The Oil price
Today's media environment around oil is kind of the "mirage peak oil '' the sinking of OPEC", "plenty of oil", etc. You know the saying 'when at a poker table you do not know who the patsy is that the pigeon is you ... "I like it a lot.
When I read here and there "the permanently cheap oil", I have a booouuu brouuu happens to my ears, not the cooing dove lovers, but brouuuu brouu pigeon.
Saudi Arabia announces sale of 5% of the goose that lays golden eggs (Aramco) and the creation of a sovereign fund $ 2 000 billion! To do what? To purchase tangible everywhere in the world! Why? To reduce its dependence on oil because of sustained low prices ... I feel a pigeon just landed on my shoulder and he cooed in my ear.
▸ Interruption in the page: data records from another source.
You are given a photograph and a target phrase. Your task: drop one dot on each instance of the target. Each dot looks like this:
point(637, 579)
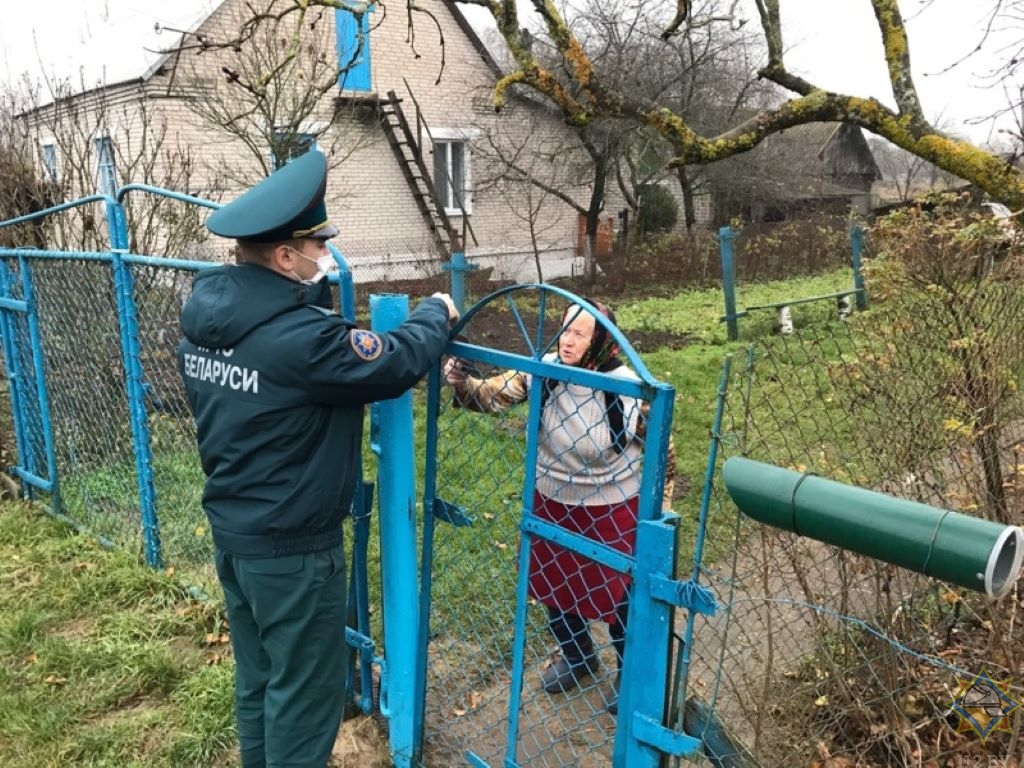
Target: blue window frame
point(107, 177)
point(49, 156)
point(357, 76)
Prices were down for 150 years, but now it becomes a problem (Saudi Arabia marginal costs the lowest in the world) ...
We also have an oil giant that buys a lithium battery manufacturer to a billion euros. This same oil giant had bought for $ 1.3 billion in a giant solar energy in 2011. This is not the only oil company to have done. If you pay attention, you will notice a small semantic change reveals, for 10 years, among the major oil companies. They talk more and more energy instead of oil. Gradually, their job becomes energy producer and not oil ...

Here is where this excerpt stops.